The complex geometric shape, which does not come naturally to a potter, was clearly influenced by metal prototypes, probably of Middle Eastern origin, where facetted shapes are not uncommon. Basil Gray, 'The Influence of Near Eastern Metalwork on Chinese Ceramics', Transactions of the Oriental Ceramic Society, vol. 18, 1940-41, pl. 6c and d, compares a porcelain vase of this form to an earlier Persian bronze rose-water sprinkler in the Victoria and Albert Museum, London, which is illustrated and discussed also in Assadullah Souren Melikian-Chirvani, Islamic Metalwork from the Iranian World. 8th-18th Centuries, London, 1982, pl. 5.
A very similar vase of Yongzheng mark and period from the Qing court collection in the Palace Museum, Beijing, is illustrated in Geng Baochang, ed., Gugong Bowuyuan cang Ming chu qinghua ci [Early Ming blue-and-white porcelain in the Palace Museum], Beijing, 2002, vol. 2, pl. 186, together with a prototype of Xuande mark and period, vol. 1, pl. 83. Two similar vases were sold in these rooms: one on 31st October 2004, lot 181, the other from the Meiyintang collection, 5th October 2011, lot 30. A Yongzheng vase of this pattern decorated in overglaze-yellow and green enamels is in the Baur Collection, Geneva, illustrated in John Ayers, Chinese Ceramics in the Baur Collection, Geneva, 1999, vol. 2, pl. 212.

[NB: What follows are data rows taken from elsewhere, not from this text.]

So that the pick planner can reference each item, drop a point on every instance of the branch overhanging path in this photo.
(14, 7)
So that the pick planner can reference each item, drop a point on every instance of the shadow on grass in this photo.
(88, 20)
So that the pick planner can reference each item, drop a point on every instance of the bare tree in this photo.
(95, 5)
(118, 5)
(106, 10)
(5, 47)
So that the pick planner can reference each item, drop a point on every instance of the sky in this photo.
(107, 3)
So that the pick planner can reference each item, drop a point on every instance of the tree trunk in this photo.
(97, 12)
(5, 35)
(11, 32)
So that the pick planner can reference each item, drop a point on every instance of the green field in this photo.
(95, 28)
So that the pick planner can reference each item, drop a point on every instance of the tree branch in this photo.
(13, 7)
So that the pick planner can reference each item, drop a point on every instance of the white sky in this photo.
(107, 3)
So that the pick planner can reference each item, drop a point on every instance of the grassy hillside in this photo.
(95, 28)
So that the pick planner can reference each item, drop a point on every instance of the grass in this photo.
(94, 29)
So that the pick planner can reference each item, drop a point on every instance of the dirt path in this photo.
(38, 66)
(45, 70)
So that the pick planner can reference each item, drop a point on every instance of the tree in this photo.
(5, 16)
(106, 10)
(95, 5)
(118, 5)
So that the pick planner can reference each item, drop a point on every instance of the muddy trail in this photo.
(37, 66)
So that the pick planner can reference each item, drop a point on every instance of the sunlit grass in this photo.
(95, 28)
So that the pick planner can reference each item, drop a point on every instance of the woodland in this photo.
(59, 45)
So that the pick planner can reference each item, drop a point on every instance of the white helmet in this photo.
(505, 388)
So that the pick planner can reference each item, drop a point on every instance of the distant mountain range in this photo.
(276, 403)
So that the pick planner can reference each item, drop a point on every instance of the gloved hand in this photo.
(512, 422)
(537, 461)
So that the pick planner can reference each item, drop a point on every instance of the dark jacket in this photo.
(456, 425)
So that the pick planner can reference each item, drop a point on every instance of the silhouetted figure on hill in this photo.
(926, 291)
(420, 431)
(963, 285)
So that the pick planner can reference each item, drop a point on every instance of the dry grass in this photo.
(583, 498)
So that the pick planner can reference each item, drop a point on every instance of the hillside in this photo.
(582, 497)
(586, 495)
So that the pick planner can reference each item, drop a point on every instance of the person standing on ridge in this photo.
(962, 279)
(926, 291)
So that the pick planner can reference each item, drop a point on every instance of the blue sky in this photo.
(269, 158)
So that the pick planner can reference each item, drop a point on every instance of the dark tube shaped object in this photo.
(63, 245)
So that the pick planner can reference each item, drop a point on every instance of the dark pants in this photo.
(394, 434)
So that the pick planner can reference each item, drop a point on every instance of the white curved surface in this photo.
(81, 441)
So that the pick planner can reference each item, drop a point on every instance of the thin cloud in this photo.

This design was in the Yongzheng period more common in a slightly different version, with scrolls of morning glory also covering the blank areas of the neck; compare an example of this design in the National Palace Museum, Taipei, included in the exhibition Ming Xuande ciqi tezhan mulu/Catalogue of a Special Exhibition of Hsuan-te Period Porcelain, Taipei, 1980, cat. no. 5.